Apalagi anggaran PEN tahun 2022 sudah turun dibandingkan tahun sebelumnya yang mencapai Rp 744,77 triliun, masih dikurangi lagi untuk IKN.
Kalau dikatakan pemindahan IKN dengan membangun infrastruktur dasar sebagai bagian dari program PEN, itu sah – sah saja, tetapi yang hendak saya katakan, tetap saja akan membebani APBN.
Berubahnya skema pembiayaan, menyisir anggaran PEN untuk IKN, menjadi indikasi bahwa proyek yang sangat besar, tidak diimbangi dengan perencanaan yang matang. Seakan hanya mengandalkan "wisik". Belum lagi cepatnya pembahasan RUU IKN untuk menjadi UU IKN yang hanya memakan waktu 42 hari, terkesan mengejar target.
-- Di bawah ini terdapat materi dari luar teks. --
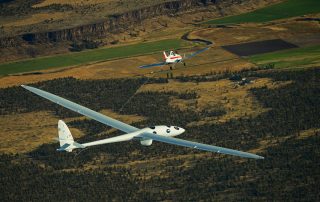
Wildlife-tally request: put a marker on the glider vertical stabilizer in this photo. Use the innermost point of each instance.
(65, 138)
Ini tak sejalan dengan pernyataan pemerintah bahwa proyek IKN bukan semata kejar target, bukan asal jadi, bukan meniru cara Bandung Bondowoso.
Jika kemudian muncul kontroversi itulah sejatinya aspirasi. Aspirasi apapun bentuknya, dari manapun datangnya hendaknya disikapi secara bijak. Dengan memahami aspirasi, akan mengetahui secara persis apa yang sedang dan akan terjadi di negeri ini, seperti dikatakan Pak Harmoko dalam kolom “Kopi Pagi” di media ini.
Yang perlu disikapi, jangan kemudian memposisikan bahwa yang mendukung setuju disebut “pro” yang tidak setuju dikatakan “anti” pemerintah. Jika stigma ini yang dibangun tak ubahnya membangun komunikasi kontradiksi, bukan harmonisasi, sebuah situasi yang sangat dibutuhkan sekarang ini.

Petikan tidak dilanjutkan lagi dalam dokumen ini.